You're looking for a minimum spanning tree. Aside from minor logical and syntactical problems in your current code, you made it so that it's able to go up from 50 to both 40 and 60, but not down from 20 into 50 and then back up to 60.
Instead of reinventing the wheel, you can simply use an implementation of Kruskal algorithm from highly optimised Boost C++ library, made available via pgrouting extension:
demo at db<>fiddle
create extension pgrouting cascade;
prepare pgrouting_kruskal_dfs(int) as
select pred as id1
, node as id2
from pgr_kruskalDFS(
$x$ select row_number()over() as id
, id1 as source
, id2 as target
, 1 as cost
from test
$x$, $1)
where depth<>0;
execute pgrouting_kruskal_dfs(20);
| id1 |
id2 |
| 20 |
10 |
| 20 |
30 |
| 30 |
40 |
| 40 |
50 |
| 50 |
60 |
To maintain the original layout of IDs, you need to join back to the table because to pgrouting those are just vertex identifiers in an undirected graph, making (50,60) and (60,50) equivalent:
prepare kruskal_original_id_layout(int)as
select t.id1,t.id2
from pgr_kruskalDFS(
$x$ select row_number()over() as id
, id1 as source
, id2 as target
, 1 as cost
from test
$x$, $1)p(seq,depth,start_vid,id1,id2)
join test as t
on least(t.id1,t.id2)=least(p.id1,p.id2)
and greatest(t.id1,t.id2)=greatest(p.id1,p.id2)
and depth<>0;
execute kruskal_original_id_layout(20);
| id1 |
id2 |
| 20 |
10 |
| 30 |
20 |
| 40 |
30 |
| 50 |
40 |
| 50 |
60 |
This problem is somewhat related to the one in your approach. If you update your hierarchy to use canonicalised format, e.g. make sure lower ID comes first, it'll work.
update test
set id1=id2
,id2=id1
where id2>id1;
execute op_query(20);
| id1 |
id2 |
| 30 |
20 |
| 40 |
30 |
| 50 |
40 |
| 60 |
50 |
| 20 |
10 |
If these relationships aren't commutative, you can't flip them but you're free to traverse in both directions, you can reduce your two CTEs to a single one running bidirectional search and keeping track of edges it already traversed. It's able to go up, or down, or both, at any time, so it's capable of diving from 20 to 50, then back up to 60:
PREPARE op_query2(int) AS
WITH RECURSIVE traversal AS (
SELECT id1, id2, array[test] path
FROM test
WHERE id2 = $1
UNION ALL
SELECT t.id1, t.id2, b.path||t
FROM test AS t
JOIN traversal AS b
ON array[b.id1, b.id2] && array[t.id1, t.id2]
AND NOT t=any(path)
)TABLE traversal;
execute op_query2(20);
| id1 |
id2 |
path |
| 30 |
20 |
{"(30,20)"} |
| 20 |
10 |
{"(30,20)","(20,10)"} |
| 40 |
30 |
{"(30,20)","(40,30)"} |
| 50 |
40 |
{"(30,20)","(40,30)","(50,40)"} |
| 50 |
60 |
{"(30,20)","(40,30)","(50,40)","(50,60)"} |
SELECT id1, id2 FROM test t INNER JOIN backward_loop b is ambiguous because both t and b have those columns. You need to specify which one you want them from: SELECT t.id1, t.id2
- Once you alias a source, you need to use the alias, not the base name. You can't do
FROM test t WHERE test.id2. Because test is now t, the WHERE clause needs to use the alias WHERE t.id2.
- A plain
JOIN is by default an INNER JOIN.
- Unless you really expect duplicates and wish to get rid of them, don't use
UNION which defaults to UNION DISTINCT, just stick to UNION ALL.

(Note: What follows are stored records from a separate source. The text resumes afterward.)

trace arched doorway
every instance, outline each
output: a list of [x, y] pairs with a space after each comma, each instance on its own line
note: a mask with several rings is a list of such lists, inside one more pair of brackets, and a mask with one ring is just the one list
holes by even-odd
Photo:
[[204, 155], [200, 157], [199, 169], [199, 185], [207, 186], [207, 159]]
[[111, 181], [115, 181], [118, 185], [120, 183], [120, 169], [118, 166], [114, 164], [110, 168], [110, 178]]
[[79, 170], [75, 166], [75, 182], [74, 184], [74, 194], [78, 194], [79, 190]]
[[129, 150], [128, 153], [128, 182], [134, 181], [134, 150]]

TABLE is a shorthand form of SELECT * FROM, handy if you're just fetching entire sets.
&& checks if the two arrays overlap, which means [a,b]&&[c,d] checks if a=c OR a=d OR b=c OR b=d.
- You can use a table name or alias as an expression/field/variable that will be a composite, a whole-row record. That's how I initially set up
path, as an array of table test's records with the first one already in. Then, || keeps appending newly traversed edges (it's array concat/append operator, not to be confused with string concatenation).
NOT t=any(path) makes sure we're not visiting edges twice, by checking if they're already in the path we already followed.